Anthony Joshua discusses Nigerian boarding school experience

  • Sam Carp

Anthony Joshua may be set to headline one of the biggest fights of the year when he takes on Wladimir Klitschko at Wembley next month, but he has revealed how his tough experiences in a Nigerian boarding school have prepared him to face the Ukrainian.

Having been born in Watford to Nigerian parents, Joshua described it as somewhat of a culture shock when he moved to the African nation with his mother Yeta for six months at the age of 11. 

"I thought I was going there [Nigeria] on holiday", said the 27-year-old, who will add the WBA title to his IBF heavyweight crown should he beat Klitschko on April 29.

"I wasn't prepared for it, it was a boarding school as well.

"At the time you think 'Why?', but as you get older you think it was good that you experienced it.

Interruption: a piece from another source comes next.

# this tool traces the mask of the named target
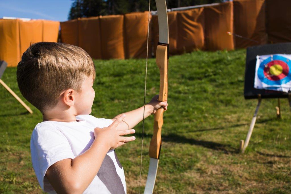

It was good for me. I think my Mum was trying to do some business there; maybe she had that in her mind. 

"It was a change and I thought I was going to go for the full course: 5:30 a.m. in the morning, up fetch your water, put like an iron in your water to warm it up. Your clothes had to be washed and ironed." 

Following a period that might go some way to explaining his humble demeanour, Joshua and his family returned to the UK, where he began his assault on the boxing ring that has seen him become one of the most exciting stars in the sport.

And his rise has certainly been a remarkable one.

Surrounded by expectation after winning a gold medal at the London Olympics, there has been something unerring about Joshua's 18 knockout victories, which have led to predictions that he could be at the top of the heavyweight pile for years to come. 

Anthony Joshua v Wladimir Klitschko Press Conference

But, despite the glitz and glamour that comes with being a world champion, Joshua suggests his time in Nigeria taught him the discipline he needed to succeed in the ring.

"It wasn't an issue but I wasn't prepared. It was a good discipline. We got beaten. That's my culture: beating", said Joshua, who still has family in Lagos.

"The government raise your kids now; parents aren't allowed to raise their kids, because there is so much control about what you do or what you say."

But, while Joshua might have been on the receiving end of a few beatings at boarding school, he'll be doing his best to ensure he doesn't suffer his first professional beating at the hands of 41-year-old Klitschko when he steps out in front of 90,000 fans at Wembley at the end of next month, in the toughest test of his explosive career so far.